1. De bestreden uitspraak
Het Hof heeft in hoger beroep - met vernietiging van een bij verstek gewezen vonnis van de Politierechter in de Arrondissementsrechtbank te Dordrecht van 19 september 2001, voorzover aan 's Hofs oordeel onderworpen, - de verdachte ter zake van "medeplegen van opzetheling" veroordeeld tot zes weken gevangenisstraf. Voorts is de tenuitvoerlegging gelast van twee voorwaardelijk opgelegde straffen.
2. Geding in cassatie
Het beroep is ingesteld door de verdachte. Namens deze heeft mr. G.P. Hamer, advocaat te Amsterdam, bij schriftuur een middel van cassatie voorgesteld. De schriftuur is aan dit arrest gehecht en maakt daarvan deel uit.
De Advocaat-Generaal Wortel heeft geconcludeerd dat de Hoge Raad het beroep zal verwerpen.
3. Beoordeling van het middel
3.1. Het middel behelst primair de klacht dat het Hof ten onrechte, althans onvoldoende gemotiveerd, de dagvaarding in hoger beroep niet nietig heeft verklaard, en subsidiair dat het Hof ten onrechte, althans onvoldoende gemotiveerd, de behandeling van de zaak niet heeft aangehouden.
3.2. Voor de beoordeling van het middel is het volgende van belang:
a. Blijkens een daarvan opgemaakte akte is namens de verdachte op 2 oktober 2001 hoger beroep ingesteld tegen het in eerste aanleg gewezen vonnis. Die akte vermeldt als adres van de verdachte [a-straat 1] te [plaats B].
Blijkens het hierna onder c te noemen verwerkingsoverzicht GBA-gegevens stond de verdachte van 18 september 2000 tot 12 november 2001 op dat adres ingeschreven in de gemeentelijke basisadministratie persoonsgegevens.

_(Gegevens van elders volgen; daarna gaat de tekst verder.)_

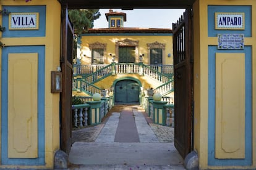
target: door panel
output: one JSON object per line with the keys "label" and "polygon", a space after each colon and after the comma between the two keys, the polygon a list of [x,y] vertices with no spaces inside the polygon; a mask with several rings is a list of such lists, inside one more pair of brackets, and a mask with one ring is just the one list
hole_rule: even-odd
{"label": "door panel", "polygon": [[183,158],[192,149],[193,68],[191,9],[173,24],[174,145]]}
{"label": "door panel", "polygon": [[117,104],[139,103],[140,87],[132,80],[117,82],[115,87],[115,103]]}
{"label": "door panel", "polygon": [[135,47],[119,47],[119,63],[135,63]]}
{"label": "door panel", "polygon": [[61,93],[61,147],[68,154],[72,144],[71,97],[74,29],[68,19],[67,6],[62,7],[62,13],[61,67],[62,76],[62,91]]}

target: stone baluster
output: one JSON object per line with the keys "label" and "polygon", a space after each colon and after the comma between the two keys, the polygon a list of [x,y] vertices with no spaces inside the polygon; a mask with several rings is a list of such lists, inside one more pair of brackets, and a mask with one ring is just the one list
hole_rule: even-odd
{"label": "stone baluster", "polygon": [[169,108],[166,108],[166,126],[170,126],[170,112],[169,112]]}
{"label": "stone baluster", "polygon": [[87,120],[88,120],[88,108],[85,108],[85,126],[88,126]]}
{"label": "stone baluster", "polygon": [[83,127],[83,108],[79,108],[79,126]]}
{"label": "stone baluster", "polygon": [[75,108],[74,111],[74,126],[77,127],[77,108]]}
{"label": "stone baluster", "polygon": [[174,127],[174,108],[171,109],[171,127]]}

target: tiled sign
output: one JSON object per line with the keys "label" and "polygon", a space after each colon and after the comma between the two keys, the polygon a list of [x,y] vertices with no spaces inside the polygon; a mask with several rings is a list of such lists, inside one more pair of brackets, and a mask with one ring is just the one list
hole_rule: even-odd
{"label": "tiled sign", "polygon": [[218,49],[244,49],[244,34],[218,34]]}
{"label": "tiled sign", "polygon": [[38,30],[39,13],[10,13],[9,30]]}
{"label": "tiled sign", "polygon": [[244,13],[215,13],[215,30],[244,30]]}

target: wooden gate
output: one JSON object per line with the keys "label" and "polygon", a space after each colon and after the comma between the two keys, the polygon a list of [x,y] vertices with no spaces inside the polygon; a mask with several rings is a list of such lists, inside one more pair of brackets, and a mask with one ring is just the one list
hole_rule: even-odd
{"label": "wooden gate", "polygon": [[62,75],[61,94],[61,147],[67,154],[72,144],[72,75],[74,28],[67,13],[67,6],[62,7],[61,67]]}
{"label": "wooden gate", "polygon": [[193,57],[192,10],[173,23],[174,74],[174,145],[183,158],[192,149]]}
{"label": "wooden gate", "polygon": [[133,80],[125,79],[115,86],[114,100],[116,104],[139,103],[140,87]]}

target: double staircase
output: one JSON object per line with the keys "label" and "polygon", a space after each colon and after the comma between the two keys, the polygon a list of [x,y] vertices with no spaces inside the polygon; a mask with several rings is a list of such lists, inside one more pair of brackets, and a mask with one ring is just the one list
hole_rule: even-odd
{"label": "double staircase", "polygon": [[109,65],[75,65],[73,70],[72,91],[83,92],[89,96],[101,93],[102,89],[95,85],[96,83],[116,75],[138,75],[143,77],[150,87],[155,87],[154,92],[160,93],[164,98],[174,91],[173,65],[112,63]]}
{"label": "double staircase", "polygon": [[[72,91],[80,94],[72,97],[73,128],[77,129],[101,123],[114,106],[114,102],[113,95],[111,95],[102,97],[100,101],[93,100],[93,94],[101,94],[103,90],[96,84],[102,84],[103,82],[113,84],[113,79],[122,76],[136,78],[140,82],[143,81],[143,84],[154,87],[153,91],[161,94],[161,102],[154,102],[153,97],[143,95],[144,89],[148,89],[148,87],[141,87],[140,106],[155,123],[173,127],[174,110],[173,100],[171,100],[174,92],[173,65],[112,63],[109,65],[74,65],[73,70]],[[114,92],[114,89],[111,89],[113,87],[109,87],[110,91]]]}

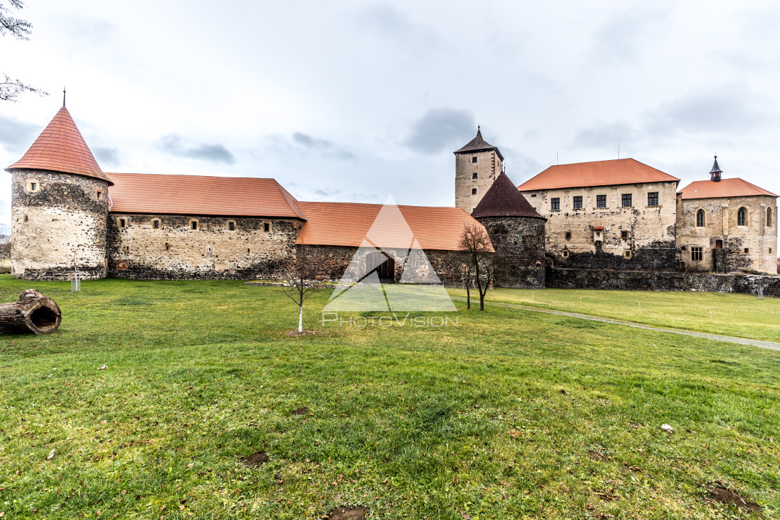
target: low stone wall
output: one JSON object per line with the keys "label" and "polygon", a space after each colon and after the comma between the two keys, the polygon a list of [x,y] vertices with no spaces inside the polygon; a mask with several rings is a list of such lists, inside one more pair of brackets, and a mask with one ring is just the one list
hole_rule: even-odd
{"label": "low stone wall", "polygon": [[701,291],[737,292],[780,298],[780,276],[714,273],[648,272],[548,268],[547,286],[570,289]]}

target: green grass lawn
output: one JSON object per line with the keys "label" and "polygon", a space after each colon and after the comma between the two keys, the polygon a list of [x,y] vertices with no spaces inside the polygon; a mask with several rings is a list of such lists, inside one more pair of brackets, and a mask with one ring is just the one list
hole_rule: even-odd
{"label": "green grass lawn", "polygon": [[[448,289],[465,297],[465,289]],[[479,306],[479,295],[472,302]],[[780,299],[721,292],[594,291],[587,289],[488,291],[488,301],[554,309],[658,327],[780,341]]]}
{"label": "green grass lawn", "polygon": [[780,513],[778,352],[459,301],[323,327],[330,291],[290,338],[294,305],[234,281],[0,275],[0,301],[27,288],[63,320],[0,336],[3,520],[757,517],[716,481]]}

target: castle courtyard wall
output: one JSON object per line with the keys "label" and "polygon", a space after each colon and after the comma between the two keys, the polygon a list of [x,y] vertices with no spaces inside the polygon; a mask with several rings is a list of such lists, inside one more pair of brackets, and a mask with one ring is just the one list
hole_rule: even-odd
{"label": "castle courtyard wall", "polygon": [[67,280],[75,267],[83,279],[105,276],[108,183],[21,169],[13,172],[11,190],[12,274]]}
{"label": "castle courtyard wall", "polygon": [[[548,219],[545,249],[553,254],[556,266],[559,263],[569,268],[672,270],[676,188],[675,182],[643,182],[523,194]],[[658,194],[658,204],[648,204],[650,193]],[[624,193],[631,195],[630,207],[622,207]],[[597,207],[599,195],[606,196],[606,207]],[[581,208],[574,208],[575,196],[582,197]],[[558,210],[552,209],[554,198],[559,200]],[[626,232],[625,237],[622,232]]]}
{"label": "castle courtyard wall", "polygon": [[[197,229],[192,229],[193,221]],[[268,232],[265,224],[270,224]],[[301,225],[285,219],[112,213],[108,275],[143,280],[277,279],[282,275],[281,261],[295,252]]]}

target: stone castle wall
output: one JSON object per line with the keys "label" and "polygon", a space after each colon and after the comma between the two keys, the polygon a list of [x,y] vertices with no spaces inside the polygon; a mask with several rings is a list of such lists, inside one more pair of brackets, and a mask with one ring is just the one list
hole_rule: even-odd
{"label": "stone castle wall", "polygon": [[493,248],[505,263],[500,287],[544,287],[544,221],[534,217],[482,217]]}
{"label": "stone castle wall", "polygon": [[[775,197],[765,196],[686,200],[679,197],[677,246],[685,271],[723,273],[753,269],[775,273],[776,204]],[[737,214],[740,208],[746,210],[746,225],[738,225]],[[768,209],[771,216],[769,221]],[[697,225],[697,214],[700,210],[704,215],[703,226]],[[700,260],[692,254],[693,247],[702,248]],[[718,251],[718,249],[723,250]]]}
{"label": "stone castle wall", "polygon": [[[546,225],[546,249],[567,267],[672,270],[675,261],[674,182],[523,192]],[[648,193],[658,194],[651,205]],[[622,207],[622,195],[631,206]],[[597,196],[606,207],[597,207]],[[574,197],[582,207],[574,208]],[[552,199],[558,199],[558,210]],[[598,227],[601,229],[597,229]],[[624,233],[625,232],[625,236]],[[566,258],[568,255],[568,258]]]}
{"label": "stone castle wall", "polygon": [[11,189],[13,274],[28,280],[67,280],[75,262],[83,279],[105,276],[109,202],[105,181],[16,170]]}
{"label": "stone castle wall", "polygon": [[[124,219],[125,228],[121,228]],[[159,228],[154,228],[154,221]],[[197,228],[191,222],[197,221]],[[229,229],[229,223],[234,229]],[[270,224],[268,232],[264,225]],[[301,222],[247,218],[111,214],[108,275],[146,280],[275,279]]]}
{"label": "stone castle wall", "polygon": [[[473,158],[477,157],[477,162]],[[502,161],[495,150],[463,152],[455,155],[455,207],[471,212],[501,173]],[[474,179],[474,174],[477,179]],[[473,189],[476,194],[472,194]]]}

b. Een aan het dubbel van de dagvaarding in hoger beroep gehechte akte van uitreiking houdt in dat die dagvaarding, na een vergeefse poging tot uitreiking aan het onder a genoemde adres, op 11 oktober 2002 is uitgereikt aan de (waarnemend) griffier van de Rechtbank te 's-Gravenhage, omdat "van de geadresseerde geen woon- of verblijfplaats in Nederland bekend is".
c. Blijkens het aan die akte van uitreiking gehechte verwerkingsoverzicht GBA-gegevens van 11 oktober 2002 is de verdachte op 12 november 2001 "vertrokken naar een land onbekend".
d. Dit verwerkingsoverzicht bevat een handgeschreven notitie die luidt "VIPS 30.10.02 Niet gedetineerd. Per 21.10.2002 ingeschreven in [...] [plaats B] [c-straat 1]".
e. Blijkens het proces-verbaal van de terechtzitting in hoger beroep van 1 november 2002 is de verdachte aldaar niet verschenen en is verstek tegen hem verleend.
f. Dat proces-verbaal en het arrest van het Hof vermelden als adres van de verdachte: [c-straat 1] te [plaats B].
3.3. Het in de bestreden uitspraak besloten liggende oordeel van het Hof dat de verdachte ten tijde van de uitreiking van de dagvaarding in hoger beroep op 11 oktober 2002 niet stond ingeschreven in de gemeentelijke basisadministratie persoonsgegevens en dat toen evenmin een feitelijke woon- of verblijfplaats van hem bekend was, is ook zonder nadere motivering niet onbegrijpelijk. Daarvan uitgaande kon het Hof oordelen dat de dagvaarding in hoger beroep, die overeenkomstig art. 588, eerste lid aanhef en onder b sub 3°, Sv is uitgereikt, rechtsgeldig is betekend. De primaire klacht faalt derhalve.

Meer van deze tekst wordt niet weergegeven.